The Role of G-Protein-Coupled Receptors in Adult Neurogenesis

Adult neurogenesis is the process of creating new brain cells during adulthood. This involves several stages including proliferation, migration, differentiation, integration, and survival. G-protein-coupled receptors (GPCRs) regulate this process in both neurogenic regions of the brain: the subgranular and subventricular zones. The regulation of adult neurogenesis by GPCRs holds therapeutic promise for many neuropathologies. Several GPCRs activated by the neurotransmitters dopamine, glutamate, norepinephrine, and serotonin were shown to regulate adult neurogenesis.

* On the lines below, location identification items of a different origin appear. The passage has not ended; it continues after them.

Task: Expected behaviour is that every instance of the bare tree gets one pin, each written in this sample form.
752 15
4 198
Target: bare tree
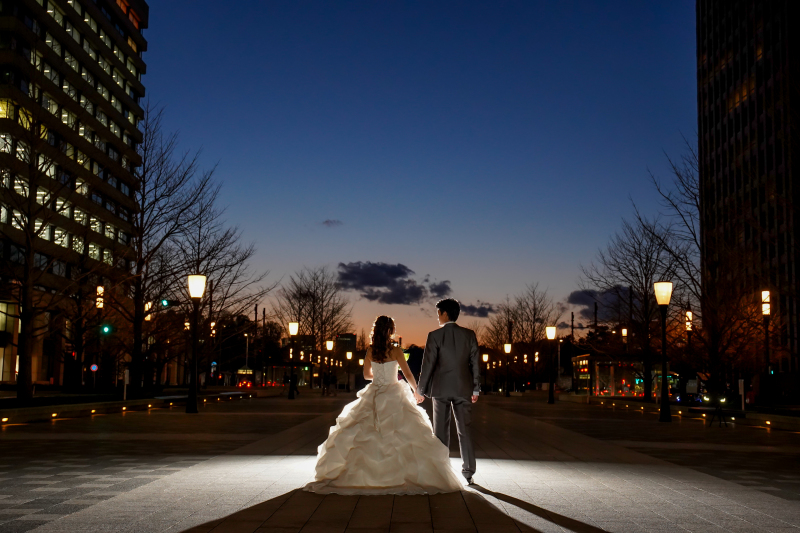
714 272
170 185
313 297
636 257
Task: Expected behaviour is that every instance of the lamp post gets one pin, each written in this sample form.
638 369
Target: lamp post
765 310
689 319
550 331
294 327
328 364
485 374
349 356
663 290
197 285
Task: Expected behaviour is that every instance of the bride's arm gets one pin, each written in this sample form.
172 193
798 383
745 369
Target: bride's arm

Melatonin, a neurohormone, and inflammatory molecules such as chemokines and prostaglandins modulate different stages of neurogenesis through GPCRs as well. The methods for studying the adult neurogenic stages depend upon labeling of dividing cells using the synthetic thymidine analog, nucleoside 5-bromo-2′-deoxyuridine (BrdU). BrdU incorporates into the DNA, is transferred to daughter cells, and is labeled using antibodies. The length of time after injection determines which stage of neurogenesis is being examined. Additional methods include culture of neonatal or adult neurospheres isolated from the subventricular zone, monolayer cultures of isolated neural stem cells, as well as transgenic manipulations via standard or viral-mediated techniques. In recent years, the use of Cre-inducible transgenic animals has developed and led to the creation of double- and triple-transgenic animals with specific activation of receptors in selected cell types. Future work in GPCR regulation of adult neurogenesis will likely include the use of opsin-receptor chimeras allowing precise spatial and temporal activation of GPCRs in neural stem/progenitor cells via optogenetics. This chapter summarizes the roles of various GPCRs involved in the regulation of adult neural stem cells and their progenitors and the current methods used to examine the actions of GPCRs in adult neurogenesis.